How to Use Artificial Intelligence to Get Healthy: A Practical Guide

Artificial intelligence is one of those topics that tends to divide people into two camps: those who embrace it enthusiastically and those who want nothing to do with it. Everyone else lives somewhere in the middle, curious but unsure how to use it in a meaningful way.

In my practice, I use artificial intelligence regularly. Not as a decision maker, and certainly not as a replacement for medical expertise, but as a tool to support ideas, structure, and planning. I also teach patients how to use it, because when used correctly, it can be helpful for things like building meal plans or creating workout routines.

But there is an important distinction that needs to be clear from the start.
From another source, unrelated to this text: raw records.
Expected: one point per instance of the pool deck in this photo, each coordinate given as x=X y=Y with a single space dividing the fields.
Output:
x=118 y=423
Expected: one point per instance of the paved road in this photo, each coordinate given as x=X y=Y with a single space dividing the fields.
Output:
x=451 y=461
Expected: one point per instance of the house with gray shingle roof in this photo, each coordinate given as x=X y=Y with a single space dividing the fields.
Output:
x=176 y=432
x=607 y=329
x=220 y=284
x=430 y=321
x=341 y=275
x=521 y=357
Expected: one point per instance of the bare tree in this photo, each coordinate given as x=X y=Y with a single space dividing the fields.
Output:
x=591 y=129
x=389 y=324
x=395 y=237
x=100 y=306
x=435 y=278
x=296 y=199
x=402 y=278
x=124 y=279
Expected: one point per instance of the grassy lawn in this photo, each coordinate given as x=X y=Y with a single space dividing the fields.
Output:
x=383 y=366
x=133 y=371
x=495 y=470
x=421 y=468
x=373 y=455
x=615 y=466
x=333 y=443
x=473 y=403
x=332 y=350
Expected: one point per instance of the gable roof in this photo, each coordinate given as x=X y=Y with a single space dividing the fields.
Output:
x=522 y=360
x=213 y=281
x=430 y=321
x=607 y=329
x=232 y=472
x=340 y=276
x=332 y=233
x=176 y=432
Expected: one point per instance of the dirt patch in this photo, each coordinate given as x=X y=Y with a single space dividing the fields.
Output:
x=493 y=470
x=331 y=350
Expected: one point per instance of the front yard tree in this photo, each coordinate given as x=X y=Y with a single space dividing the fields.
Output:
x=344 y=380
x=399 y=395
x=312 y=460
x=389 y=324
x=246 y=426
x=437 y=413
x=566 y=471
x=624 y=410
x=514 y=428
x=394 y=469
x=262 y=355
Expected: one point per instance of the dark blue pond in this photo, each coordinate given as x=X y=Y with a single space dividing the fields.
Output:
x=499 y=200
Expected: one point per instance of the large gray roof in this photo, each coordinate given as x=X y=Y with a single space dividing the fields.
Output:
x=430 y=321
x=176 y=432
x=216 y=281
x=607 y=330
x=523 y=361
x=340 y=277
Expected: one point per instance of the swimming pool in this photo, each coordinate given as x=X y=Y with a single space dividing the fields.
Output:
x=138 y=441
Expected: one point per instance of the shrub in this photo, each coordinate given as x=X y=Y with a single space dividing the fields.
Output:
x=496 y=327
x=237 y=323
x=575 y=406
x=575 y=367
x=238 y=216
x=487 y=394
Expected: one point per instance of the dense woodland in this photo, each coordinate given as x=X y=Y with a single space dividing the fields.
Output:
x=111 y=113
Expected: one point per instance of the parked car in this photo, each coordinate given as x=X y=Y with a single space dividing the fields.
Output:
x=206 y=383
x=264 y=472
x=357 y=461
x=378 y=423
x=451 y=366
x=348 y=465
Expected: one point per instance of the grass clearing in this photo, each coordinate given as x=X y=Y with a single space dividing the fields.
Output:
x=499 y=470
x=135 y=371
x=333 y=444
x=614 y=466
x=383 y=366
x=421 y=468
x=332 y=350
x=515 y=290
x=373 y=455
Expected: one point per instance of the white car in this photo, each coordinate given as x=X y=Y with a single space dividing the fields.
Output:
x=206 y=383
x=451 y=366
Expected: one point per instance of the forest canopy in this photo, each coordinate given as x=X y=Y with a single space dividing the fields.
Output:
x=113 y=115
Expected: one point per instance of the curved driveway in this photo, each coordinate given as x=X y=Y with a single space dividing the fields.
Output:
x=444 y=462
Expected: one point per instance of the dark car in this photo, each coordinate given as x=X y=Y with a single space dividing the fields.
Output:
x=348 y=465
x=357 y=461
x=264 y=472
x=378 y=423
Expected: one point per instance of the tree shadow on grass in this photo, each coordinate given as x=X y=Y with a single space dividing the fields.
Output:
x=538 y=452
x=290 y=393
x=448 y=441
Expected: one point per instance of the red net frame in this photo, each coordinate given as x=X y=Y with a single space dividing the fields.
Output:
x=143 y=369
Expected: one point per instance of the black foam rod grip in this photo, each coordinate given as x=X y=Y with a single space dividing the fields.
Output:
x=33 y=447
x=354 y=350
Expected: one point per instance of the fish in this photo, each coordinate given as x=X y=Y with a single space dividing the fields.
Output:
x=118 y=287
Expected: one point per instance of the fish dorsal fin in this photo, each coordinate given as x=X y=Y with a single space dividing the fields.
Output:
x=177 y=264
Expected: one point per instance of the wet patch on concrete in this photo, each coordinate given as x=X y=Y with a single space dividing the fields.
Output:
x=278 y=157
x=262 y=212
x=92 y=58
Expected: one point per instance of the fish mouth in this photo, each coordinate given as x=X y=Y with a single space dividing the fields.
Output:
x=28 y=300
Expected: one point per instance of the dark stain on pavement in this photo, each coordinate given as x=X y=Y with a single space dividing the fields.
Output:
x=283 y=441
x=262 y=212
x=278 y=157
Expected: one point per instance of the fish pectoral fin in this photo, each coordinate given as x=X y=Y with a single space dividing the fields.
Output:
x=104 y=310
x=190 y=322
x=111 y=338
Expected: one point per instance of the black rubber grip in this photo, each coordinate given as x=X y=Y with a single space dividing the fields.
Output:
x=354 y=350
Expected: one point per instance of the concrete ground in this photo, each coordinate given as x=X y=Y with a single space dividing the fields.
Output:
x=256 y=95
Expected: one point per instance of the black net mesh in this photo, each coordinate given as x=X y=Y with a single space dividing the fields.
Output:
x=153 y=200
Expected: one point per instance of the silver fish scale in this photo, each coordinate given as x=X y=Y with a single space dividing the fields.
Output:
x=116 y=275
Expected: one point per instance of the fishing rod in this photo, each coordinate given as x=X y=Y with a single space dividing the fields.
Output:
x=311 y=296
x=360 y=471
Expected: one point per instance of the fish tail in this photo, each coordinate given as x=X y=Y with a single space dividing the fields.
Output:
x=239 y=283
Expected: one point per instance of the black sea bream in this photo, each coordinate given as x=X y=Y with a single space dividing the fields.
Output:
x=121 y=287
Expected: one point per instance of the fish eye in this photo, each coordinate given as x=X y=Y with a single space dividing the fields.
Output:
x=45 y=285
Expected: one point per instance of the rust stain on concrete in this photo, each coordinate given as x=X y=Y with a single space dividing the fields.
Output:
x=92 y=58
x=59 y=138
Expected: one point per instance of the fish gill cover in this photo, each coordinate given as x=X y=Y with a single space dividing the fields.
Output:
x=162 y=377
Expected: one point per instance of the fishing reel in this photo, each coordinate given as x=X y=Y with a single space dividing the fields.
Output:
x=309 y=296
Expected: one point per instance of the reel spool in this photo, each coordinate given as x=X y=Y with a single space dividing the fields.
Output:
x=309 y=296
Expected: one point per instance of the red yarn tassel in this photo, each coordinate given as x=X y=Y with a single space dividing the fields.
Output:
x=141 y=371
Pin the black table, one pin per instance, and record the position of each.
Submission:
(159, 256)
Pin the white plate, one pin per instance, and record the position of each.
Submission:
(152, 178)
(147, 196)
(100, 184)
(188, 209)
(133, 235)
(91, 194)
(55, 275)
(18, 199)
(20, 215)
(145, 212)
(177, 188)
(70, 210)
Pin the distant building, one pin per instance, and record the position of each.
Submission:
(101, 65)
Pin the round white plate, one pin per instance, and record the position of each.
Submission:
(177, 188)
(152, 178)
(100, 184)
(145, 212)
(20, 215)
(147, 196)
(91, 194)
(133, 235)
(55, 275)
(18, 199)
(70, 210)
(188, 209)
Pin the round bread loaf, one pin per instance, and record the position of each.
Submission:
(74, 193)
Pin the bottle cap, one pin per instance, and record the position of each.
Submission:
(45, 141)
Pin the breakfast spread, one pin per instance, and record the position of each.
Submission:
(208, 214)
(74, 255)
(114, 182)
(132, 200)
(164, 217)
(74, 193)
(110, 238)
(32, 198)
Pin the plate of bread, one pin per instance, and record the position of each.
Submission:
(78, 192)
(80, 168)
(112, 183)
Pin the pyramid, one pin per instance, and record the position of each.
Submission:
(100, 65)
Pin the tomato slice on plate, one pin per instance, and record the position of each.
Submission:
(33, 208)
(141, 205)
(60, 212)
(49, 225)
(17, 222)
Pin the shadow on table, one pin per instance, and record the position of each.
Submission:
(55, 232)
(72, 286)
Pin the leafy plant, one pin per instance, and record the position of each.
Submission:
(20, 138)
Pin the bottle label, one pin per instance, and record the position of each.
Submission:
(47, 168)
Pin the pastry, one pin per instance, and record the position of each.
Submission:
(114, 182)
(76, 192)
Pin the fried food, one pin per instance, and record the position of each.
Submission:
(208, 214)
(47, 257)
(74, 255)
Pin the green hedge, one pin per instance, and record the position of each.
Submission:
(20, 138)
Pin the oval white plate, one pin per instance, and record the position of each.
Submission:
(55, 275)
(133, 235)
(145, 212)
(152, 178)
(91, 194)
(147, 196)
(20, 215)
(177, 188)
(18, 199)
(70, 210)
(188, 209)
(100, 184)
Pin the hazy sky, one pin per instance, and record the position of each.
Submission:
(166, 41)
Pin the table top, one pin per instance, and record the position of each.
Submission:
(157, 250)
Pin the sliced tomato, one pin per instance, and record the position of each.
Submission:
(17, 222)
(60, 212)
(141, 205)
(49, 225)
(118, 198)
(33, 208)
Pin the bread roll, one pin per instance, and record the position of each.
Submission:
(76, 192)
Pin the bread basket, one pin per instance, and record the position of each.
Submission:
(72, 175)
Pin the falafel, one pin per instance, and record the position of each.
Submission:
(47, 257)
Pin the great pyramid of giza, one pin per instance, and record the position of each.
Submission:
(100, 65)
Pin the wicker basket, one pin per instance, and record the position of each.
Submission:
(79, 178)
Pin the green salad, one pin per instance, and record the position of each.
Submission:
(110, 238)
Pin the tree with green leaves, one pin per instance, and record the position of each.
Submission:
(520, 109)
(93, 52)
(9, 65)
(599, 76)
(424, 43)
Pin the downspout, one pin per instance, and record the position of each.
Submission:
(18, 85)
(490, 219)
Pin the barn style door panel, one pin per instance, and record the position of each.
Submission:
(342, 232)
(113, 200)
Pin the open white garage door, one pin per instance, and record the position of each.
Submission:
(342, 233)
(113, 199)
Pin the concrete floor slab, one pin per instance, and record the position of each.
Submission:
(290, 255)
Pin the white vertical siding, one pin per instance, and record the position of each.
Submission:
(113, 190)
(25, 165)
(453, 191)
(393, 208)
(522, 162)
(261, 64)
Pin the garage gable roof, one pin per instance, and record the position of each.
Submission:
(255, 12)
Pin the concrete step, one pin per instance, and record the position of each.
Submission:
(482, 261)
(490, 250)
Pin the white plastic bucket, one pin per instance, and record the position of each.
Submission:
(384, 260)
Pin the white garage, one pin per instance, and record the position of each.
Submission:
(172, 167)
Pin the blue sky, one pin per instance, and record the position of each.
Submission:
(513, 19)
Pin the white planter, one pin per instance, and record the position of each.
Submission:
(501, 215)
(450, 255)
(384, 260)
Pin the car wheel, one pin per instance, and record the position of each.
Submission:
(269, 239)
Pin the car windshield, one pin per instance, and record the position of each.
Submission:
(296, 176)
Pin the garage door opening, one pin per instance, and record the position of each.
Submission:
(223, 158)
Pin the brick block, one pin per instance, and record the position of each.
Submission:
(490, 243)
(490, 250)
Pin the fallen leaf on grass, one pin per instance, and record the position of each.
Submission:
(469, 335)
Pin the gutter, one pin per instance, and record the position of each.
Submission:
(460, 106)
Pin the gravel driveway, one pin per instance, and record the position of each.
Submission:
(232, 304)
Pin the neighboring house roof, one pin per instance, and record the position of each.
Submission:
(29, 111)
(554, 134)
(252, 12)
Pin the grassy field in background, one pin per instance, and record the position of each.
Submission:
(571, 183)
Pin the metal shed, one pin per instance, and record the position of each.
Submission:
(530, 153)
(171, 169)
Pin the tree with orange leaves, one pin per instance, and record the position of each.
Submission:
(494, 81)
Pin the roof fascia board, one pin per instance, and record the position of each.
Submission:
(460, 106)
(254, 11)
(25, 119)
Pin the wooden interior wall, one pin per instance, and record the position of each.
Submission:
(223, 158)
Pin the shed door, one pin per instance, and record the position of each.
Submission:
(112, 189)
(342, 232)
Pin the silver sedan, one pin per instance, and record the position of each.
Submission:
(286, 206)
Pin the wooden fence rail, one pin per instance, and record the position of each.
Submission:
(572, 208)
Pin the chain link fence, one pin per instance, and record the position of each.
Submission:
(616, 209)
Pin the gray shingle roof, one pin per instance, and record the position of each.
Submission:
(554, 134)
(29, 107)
Artificial intelligence is not an expert. It is a tool. It generates responses based on patterns in data, and those responses are only as good as the information you give it and the way you ask your question. It can make mistakes. Sometimes obvious ones.

Used carefully, it can be useful. Used blindly, it can mislead. So this week, I want to talk about how to use AI to support health goals and how to avoid the pitfalls.

AI Platforms and Their Uses

There are multiple artificial intelligence platforms available, each marketed slightly differently.

ChatGPT is an OpenAI product designed for conversational responses, content generation, and general problem solving. It is the most widely used platform and the one I rely on because it is the one with which I am most familiar.

Google Gemini integrates with Google’s search infrastructure to provide answers with real-time context, making it useful when someone is interested in current information.

Microsoft Copilot is embedded within Microsoft products, making it a natural fit for people who already work within the Microsoft ecosystem.

Claude is best known for its writing and copy editing capabilities.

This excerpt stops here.